- Born: Dorothy Kate Stoner 28 November 1904 Sussex, England
- Died: 18 November 1992 (aged 88) Hobart, Tasmania, Australia

= Dorothy Stoner =

Australian artist (1904–1992)

Dorothy Kate Stoner (28 November 1904 – 18 November 1992) was an Australian artist and teacher. She was known for her pastels and modernistic paintings.

Born in Sussex, England on 27 November 1904, Stoner moved to Tasmania in 1921.

She studied art at Hobart Technical College from 1925 to 1929, her teachers being Lucien Dechaineux and Mildred Lovett. Her teaching career began at Launceston Technical College from 1936 to 1939. She returned to Hobart Technical College in 1940 and taught there during Jack Carington Smith's time as head of school, until 1964.

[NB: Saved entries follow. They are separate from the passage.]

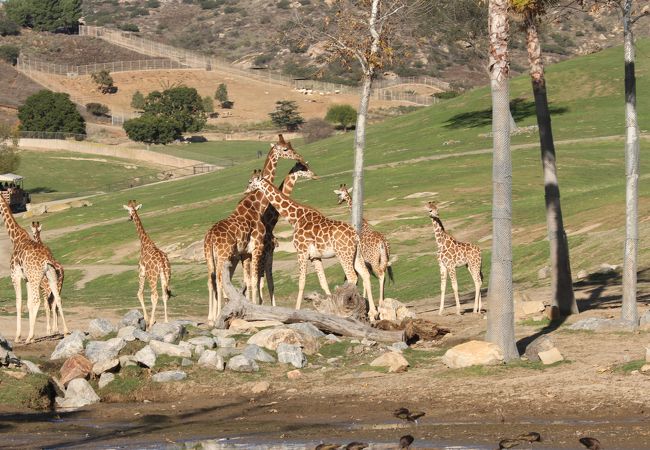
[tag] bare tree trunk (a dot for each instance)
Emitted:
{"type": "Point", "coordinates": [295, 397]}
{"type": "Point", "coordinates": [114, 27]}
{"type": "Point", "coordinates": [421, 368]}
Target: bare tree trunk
{"type": "Point", "coordinates": [500, 313]}
{"type": "Point", "coordinates": [629, 309]}
{"type": "Point", "coordinates": [563, 301]}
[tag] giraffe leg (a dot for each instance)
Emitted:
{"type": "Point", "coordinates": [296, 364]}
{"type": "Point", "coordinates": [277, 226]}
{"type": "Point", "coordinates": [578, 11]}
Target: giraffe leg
{"type": "Point", "coordinates": [443, 286]}
{"type": "Point", "coordinates": [302, 267]}
{"type": "Point", "coordinates": [454, 285]}
{"type": "Point", "coordinates": [318, 266]}
{"type": "Point", "coordinates": [141, 293]}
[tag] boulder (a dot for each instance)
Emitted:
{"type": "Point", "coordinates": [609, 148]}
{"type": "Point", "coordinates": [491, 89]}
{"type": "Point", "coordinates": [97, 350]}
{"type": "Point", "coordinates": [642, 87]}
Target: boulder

Two of her watercolours of flowers were included in an exhibition of drawings held Modern Art Centre, Sydney in 1933. The Sydney Morning Herald critic commented that Stoner "neglects the detailed treatment of petal textures which would have lured most artists; and, instead, merely indicates those textures, and concentrates on the effect of heavy outlines, relieved with tonal contrasts of a more general nature. The total impression created is one which mingles tenderness admirably with strength. The colour is highly sensitive and refined."

She exhibited her work regularly in the annual exhibition arranged by The Art Society of Tasmania. In 1946 she illustrated a children's book, Fairy Fancies, by Athalie Jean Bell.

A retrospective exhibition of her work and that of fellow Tasmanian painter Edith Holmes was held in the Arts Council Galleries in Canberra in 1984. Curated by Hendrick Kolenberg of the Tasmanian Museum and Art Gallery, the exhibition brought together 149 artworks. In his review, art critic Sasha Grishin commented: "For me, the great strength in her work is her quality as a draughtsman."

Examples of Stoner's work are on permanent display in the Henry Hunter Galleries at the Tasmanian Museum and Art Gallery.